The best example of this serial failure is Trump’s trade war with China.

Neoliberals imagined that they could outsource American manufacturing to China and take full advantage of this labor-arbitrage scheme to maximize their stock portfolios while American workers could pound sand.

Didn’t work out that way, did it?

Trump’s election seems to be in part due to the blow-back from these neglected workers, who’ve watched as both parties encouraged the corporate off-shoring of their middle-class jobs and accompanying destruction of their town and cities.

And Apple betting the store on China for their supply chain and for sales, and then having both bets explode at the same time, seems like a well-deserved fuck-you to forty years of deindustrialization and neoliberal triumphalism.

Meanwhile, neoconservatives thought that they could create a cadre of comprador millionaires they could control, never imagining that the Chinese had other ideas. And, recently their non-stop hostility towards Russia, perversely, drove Russia and China into an anti-US alliance, violating centuries of realpolitik guidelines about keeping enemies divided.

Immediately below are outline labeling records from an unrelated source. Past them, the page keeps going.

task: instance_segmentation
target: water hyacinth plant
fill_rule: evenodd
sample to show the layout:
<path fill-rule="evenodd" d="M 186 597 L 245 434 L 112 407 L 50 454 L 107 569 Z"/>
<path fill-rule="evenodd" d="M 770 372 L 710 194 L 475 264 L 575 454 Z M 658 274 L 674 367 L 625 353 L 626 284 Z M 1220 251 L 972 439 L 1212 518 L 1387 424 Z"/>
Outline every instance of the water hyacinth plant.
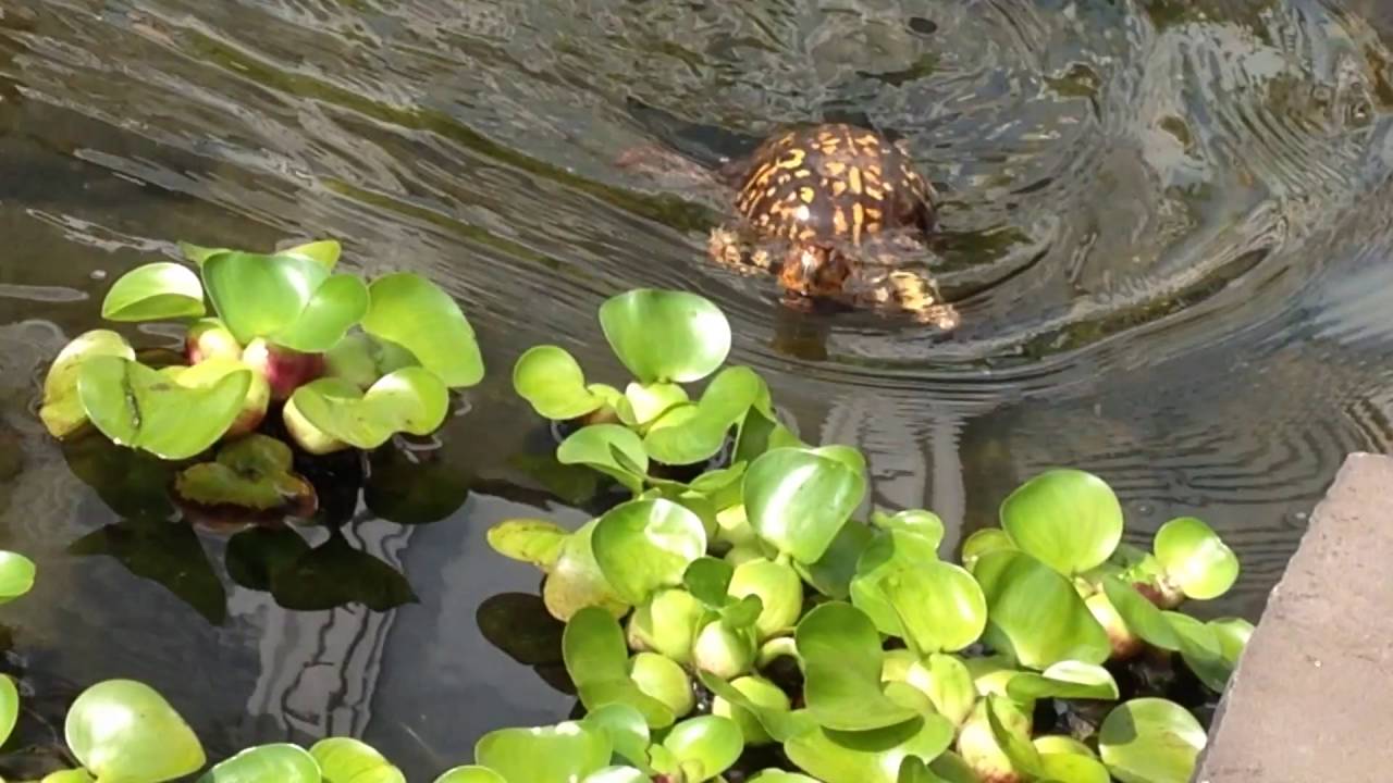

Since the end of the Cold War the neocons have squandered all the good will that the US enjoyed with their never-ending series of conflicts. Despite a nearly sixfold increase in the frequency of its use of force, the US has clinched few, if any, decisive military victories in recent decades. Instead, US neocon instituted regime-change operations have aggravated the pathology of broken, corrupt, and dysfunctional politics across the region, from Afghanistan, to Iraq, to Libya, to Syria, where successive Republican and Democratic administrations have created ongoing quagmires.

Trump’s election seemed to signify a defeat for neoconservatism, as he rebuked decades of Republican foreign policy orthodoxy with his criticism of the invasion of Iraq. The neocons were exposed as charlatans, who lacked a clear constituency outside the rarified world of right-wing think-tanks.

However, the neocons are anything if not resilient, with a corporate media fan-club that has allowed them to remain relevant in the face of Trump’s foreign policy apostasy, as the latest flip-flopping on US troop withdrawal from Syria demonstrates.

This poses an interesting question. Why would Republican politicians respond by once again seeking out the neocons’ counsel? Why, far less, would Democrats? And why would much of the news media, grappling with historic levels of public distrust, accept neoconservatives and neoconservatism as the baseline for foreign policy analysis?

Why indeed?

Back in March 2016, as Hillary Clinton’s campaign geared up to woo Republicans, one observer raised doubts: “Now that the neocons [have] been revealed as having no real grassroots to deliver, and that their actual constituency consists almost entirely of a handful of donors subsidizing a few dozen think tankers, journalists, and letterheads, why would Democrats want them back?” This insight might have benefitted the Clinton campaign, which lost the pivotal states of Pennsylvania, Michigan, and Wisconsin where communities suffered high casualties in Middle East wars criticized by Trump.

I firmly believe that the reason the neocon enjoy such oversized influence, despite a long track record of failure, is because both parties and the corporate media are always pro-war.

Thus, the Washington Post admonishes Trump not to listen to Kentucky Senator Rand Paul, and warns that–“In the run-up to 2020, Trump should realize that most Republicans—and most Americans—favor a robust U.S. foreign policy.”

Yeah, right. That’s why Trump was elected. Because Americans want more forever wars.

What’s the definition of insanity?

It won’t surprise you to learn that our elite have a response to their crisis of legitimacy.

The Russians did it.

Don’t laugh, there’s a method to the madness–to get us all scared about Russia–to deflect from real issues that the same elites who are sounding the alarm about Russia are responsible for. That goes double for the Democratic elites who lost an election to Donald Trump, got totally discredited and embarrassed, and had their agenda rejected by a sizeable amount of voters in the Rust Belt which has suffered from neoliberal policies.

Unfortunately, we can expect our elite to cling stubbornly to their ruling ideologies of neoliberalism and neoconservatism even as they stand in tatters. The problem is that this is the behavior of elites in fading empires, where societies schism into two unequal parts: a dominant minority that monopolizes the political system and its payoffs; and an internal “proletariat” that carries most of the costs of the existing order of things and is denied access to most of its benefits.

Unless something drastic happens in 2019, I expect both parties to offer the same policies that have devastated the country: more government largesse for the corporations and the rich, more austerity for everyone else, more malign neglect for the US infrastructure and our environment, more wars in the Middle-East, and more of a dangerous new Cold War against Russia.